Ecco perché non esistono piatti tradizionali legati alla festa di Sant'Agata a parte queste leccornie

Carmen Greco

05 Febbraio 2025, 14:42

dolci_sant'agata

Una festa di strada che si vive per la strada. Ecco perché - spiegano gli storici della gastronomia - non esistono piatti particolari della festa di Sant’Agata. A parte le edizioni che combaciano con il Carnevale (quando la tradizione porta a tavola i maccheroni a “cinque puttusa” con il sugo di maiale) la festa di S. Agata è più un trionfo del dolce, dal torrone, alle olivette, alle micro cassate di ricotta ormai sdoganate come “minnuzze di Sant’Aita” che, in realtà si trovano tutto l’anno nelle pasticcerie catanesi.

Le vere “minnuzze”, in realtà, erano una sorta di panzerotti con un ripieno di frutta secca e mandorle. Poi c’erano le “minne” che si facevano nella Sicilia occidentale ed erano preparate con un ripieno di “zuccata” o di “biancomangiare”, sempre dentro un involucro di pastafrolla (nella foto piccola).

Sulla questione delle minni di Sant’Agata si potrebbe aprire una tenzone gastronomica stile arancin*, se è vero che le “minni di vergine” che si preparavano (e si preparano tutt’oggi nella Sicilia occidentale) possono vantare un riferimento storico, anzi letterario di primo livello. E sono le pagine del Gattopardo, nelle quali Don Fabrizio, il principe di Salina riferendosi alle «impudiche paste delle vergini» si chiede «Come mai il Santo Uffizio, quando lo poteva, non pensò a proibire questi dolci?».

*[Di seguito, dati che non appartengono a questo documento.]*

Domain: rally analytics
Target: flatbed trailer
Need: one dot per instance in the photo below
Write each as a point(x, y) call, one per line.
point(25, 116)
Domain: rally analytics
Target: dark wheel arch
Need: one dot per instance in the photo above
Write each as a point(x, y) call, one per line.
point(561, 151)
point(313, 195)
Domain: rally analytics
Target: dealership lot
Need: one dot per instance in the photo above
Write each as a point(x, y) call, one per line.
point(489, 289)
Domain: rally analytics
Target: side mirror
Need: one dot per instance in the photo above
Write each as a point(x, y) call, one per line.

Le “minni di vergine” sono legate alla Sambuca-Zabut del XVIII secolo. Ad invertarle fu una spiritosa suora, suor Virginia Casale di Rocca Menna del collegio di Maria che nel 1725, creò le “minne” su richiesta di Donna Francesca Reggio, divenuta Marchesa di Sambuca per aver sposato Don Giuseppe, in occasione delle nozze dell’unico figlio, Pietro. Se qualcuno, però, volesse accostare le “minni di virgini» alle “minnuzzi di Sant’Aita” cadrebbe in errore poiché, le prime sono ripiene di zuccata frammista a mandorle finemente tritate, ricoperte da zucchero a velo e sormontate da una ciliegina rossa sciroppata. Tutti dettagli da pasticceria ai quali - oggi - nel mondo velocissimo dei social che sfornano storie e ricette come se non ci fosse un domani, non fa caso più nessuno.

Sul fronte del “salato” la questione è ancora più vaga. Si può sicuramente risalire al successo della “ tavola calda”, ma anche qui senza alcuna specificità agatina, visto che è uno street food presente tutto l’anno.
L’unica strada per risalire alla tradizione gastronomica della festa di S. Agata, potrebbe viaggiare sul piano deduttivo. Possiamo immaginare che durante una festa che si distribuiva uniformemente dal primo al 5 febbraio (anzi al 6), i catanesi non avevano il tempo di stare in casa a cucinare. Così, durante queste giornate, a farla da padrone c’era il tipico cibo di strada.

In determinati angoli della città c’erano dei grandi bracieri - questi sì testimoniati dalle cronache - fatti allestire dagli amministratori del tempo dove i cittadini potevano arrostire le loro pietanze. Avere la possibilità di cucinare gratis (legno e carbone costavano e non tutti avevano un forno o una cucina a disposizione) era una grande opportunità per la popolazione. Oggi quest’immagine si potrebbe rivedere nei “fucuni” di via Plebiscito, i bracieri autorizzatri e abusivi che - senza soluzione di continuità - “annebbiano” la sera del 4 febbraio nella strada più popolare della festa. Ma restiamo sempre sul piano delle suggestioni culinarie.